HANDLING THE CHANGES
Future strategizing is inevitably coloured by current events, which continue to unfold rapidly within this uncharted territory. Airlines, including Air Canada, are being particularly impacted, especially with government announcements of more flight restrictions. Recovery will depend on their short to mid-term viability over the course of the pandemic, he said.
“There will be limited-to-no travel at all during periods where we and Americans are asked to practice social distancing,” said Klassen – even though the Canada-US border remains open for now. “But with peak covid, and then announcements from health authorities relaxing the restrictive provisions, we may have an opportunity (for recovery) based on the domestic and US markets.”

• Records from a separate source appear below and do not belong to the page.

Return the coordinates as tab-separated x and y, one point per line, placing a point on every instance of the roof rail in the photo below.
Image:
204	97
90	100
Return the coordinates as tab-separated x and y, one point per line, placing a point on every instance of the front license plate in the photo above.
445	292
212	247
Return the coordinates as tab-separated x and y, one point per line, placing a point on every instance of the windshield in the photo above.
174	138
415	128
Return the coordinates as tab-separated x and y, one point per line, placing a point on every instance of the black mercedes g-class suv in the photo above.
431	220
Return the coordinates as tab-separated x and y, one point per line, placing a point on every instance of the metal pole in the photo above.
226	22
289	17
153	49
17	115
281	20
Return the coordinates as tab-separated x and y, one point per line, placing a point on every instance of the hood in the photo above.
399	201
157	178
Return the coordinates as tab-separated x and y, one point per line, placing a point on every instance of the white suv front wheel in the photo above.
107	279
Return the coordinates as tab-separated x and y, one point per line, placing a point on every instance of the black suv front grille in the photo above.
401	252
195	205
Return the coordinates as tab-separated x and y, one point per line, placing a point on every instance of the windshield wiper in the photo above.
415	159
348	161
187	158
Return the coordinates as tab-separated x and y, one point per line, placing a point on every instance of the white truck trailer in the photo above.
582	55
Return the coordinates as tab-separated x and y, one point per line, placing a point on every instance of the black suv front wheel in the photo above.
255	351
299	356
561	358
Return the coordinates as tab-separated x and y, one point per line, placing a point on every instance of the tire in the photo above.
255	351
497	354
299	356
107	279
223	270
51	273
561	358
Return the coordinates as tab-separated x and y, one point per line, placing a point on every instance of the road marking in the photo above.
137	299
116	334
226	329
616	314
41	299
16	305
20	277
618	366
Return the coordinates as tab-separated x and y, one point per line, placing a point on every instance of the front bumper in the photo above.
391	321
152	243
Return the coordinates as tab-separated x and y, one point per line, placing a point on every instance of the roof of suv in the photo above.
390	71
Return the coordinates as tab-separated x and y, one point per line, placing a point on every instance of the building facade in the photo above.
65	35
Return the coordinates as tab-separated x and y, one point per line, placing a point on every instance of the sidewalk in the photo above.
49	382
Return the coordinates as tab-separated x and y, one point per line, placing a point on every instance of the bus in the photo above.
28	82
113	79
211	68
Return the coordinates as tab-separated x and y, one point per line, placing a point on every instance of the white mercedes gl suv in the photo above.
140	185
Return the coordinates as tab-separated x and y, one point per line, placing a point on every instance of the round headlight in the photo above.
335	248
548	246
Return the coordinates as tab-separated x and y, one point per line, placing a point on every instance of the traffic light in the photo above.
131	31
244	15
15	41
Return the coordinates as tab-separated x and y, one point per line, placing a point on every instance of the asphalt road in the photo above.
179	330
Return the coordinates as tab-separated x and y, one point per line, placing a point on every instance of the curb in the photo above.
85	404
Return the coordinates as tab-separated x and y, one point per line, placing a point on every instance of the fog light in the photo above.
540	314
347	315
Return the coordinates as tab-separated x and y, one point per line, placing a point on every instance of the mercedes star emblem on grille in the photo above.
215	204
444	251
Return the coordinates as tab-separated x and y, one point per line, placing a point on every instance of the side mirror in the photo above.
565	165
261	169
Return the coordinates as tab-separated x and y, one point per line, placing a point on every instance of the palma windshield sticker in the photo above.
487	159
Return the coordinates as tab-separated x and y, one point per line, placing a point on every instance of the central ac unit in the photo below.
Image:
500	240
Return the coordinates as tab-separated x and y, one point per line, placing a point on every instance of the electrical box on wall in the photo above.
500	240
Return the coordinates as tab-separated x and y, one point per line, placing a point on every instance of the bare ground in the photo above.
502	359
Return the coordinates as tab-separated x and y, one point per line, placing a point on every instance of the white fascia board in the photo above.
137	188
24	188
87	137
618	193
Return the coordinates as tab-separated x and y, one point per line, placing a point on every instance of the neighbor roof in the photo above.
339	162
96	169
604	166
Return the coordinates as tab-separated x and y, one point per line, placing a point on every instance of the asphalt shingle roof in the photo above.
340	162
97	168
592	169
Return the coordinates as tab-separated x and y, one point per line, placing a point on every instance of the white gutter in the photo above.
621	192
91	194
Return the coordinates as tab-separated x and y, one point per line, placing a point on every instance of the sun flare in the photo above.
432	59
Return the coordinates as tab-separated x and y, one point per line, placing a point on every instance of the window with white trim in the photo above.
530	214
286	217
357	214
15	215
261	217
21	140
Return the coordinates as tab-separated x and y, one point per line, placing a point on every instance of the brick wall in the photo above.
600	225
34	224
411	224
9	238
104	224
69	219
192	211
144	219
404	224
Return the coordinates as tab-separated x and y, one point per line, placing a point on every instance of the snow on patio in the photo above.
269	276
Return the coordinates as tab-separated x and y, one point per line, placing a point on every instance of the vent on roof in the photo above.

Amongst the many suppliers worldwide facing extreme business stress are hotel operators in Hong Kong, some of whom are down to single-digit occupancies and struggling to keep their staff employed, says Klassen. He has noted that some of these hoteliers are using this down time to execute needed renovations to their properties.
Similarly, DMOs and travel sellers can consider how they can “renovate” their destinations and attractions, says the consultant. They can use market research to determine, for example, higher-value and longer-stay consumer segments. They can also develop/promote lesser-known attractions, plus highlight travel opportunities in the shoulder and off-seasons.
“Six months ago, we were all talking about issues like over-tourism, the impacts of carbon and the devastation of cultures. Now may be the best time to address these issues,” said Klassen, who suggested the opportunity was here to do some fundamental rebuilding, such as even repositioning a destination.
On this count, Klassen is looking forward to the participation of the federal government to offer some recovery relief.
He noted that the governments of Thailand, Japan, Australia, New Zealand, and others had all deployed programs to help their tourism industries get back on their feet.
For example, the government of New Zealand has created a US$10- million funding package for Tourism New Zealand; the government of Queensland, Australia has created a US$27.25-million tourism industry recovery package; and the government of Indonesia has deployed a major economic stimulus package that includes US$21-million for tourism marketing.
And he recalled that Canada’s federal government had stepped up to offer industry assistance totalling $20 million when the SARS health crisis had raised alarms and deterred travel to Canada in 2003.
As an executive with the Canadian Tourism Commission (Destination Canada) at the time, Klassen had been a key player in using those resources to regenerate vacation travel to this country.
“It helped to encourage travel back to Canada and to kick-start the economy,” he said. “When this (COVID-19) is all over, there will be a lot of destinations chasing travellers to lure them back. We want to be in that mix and federal relief funding is necessary for that.”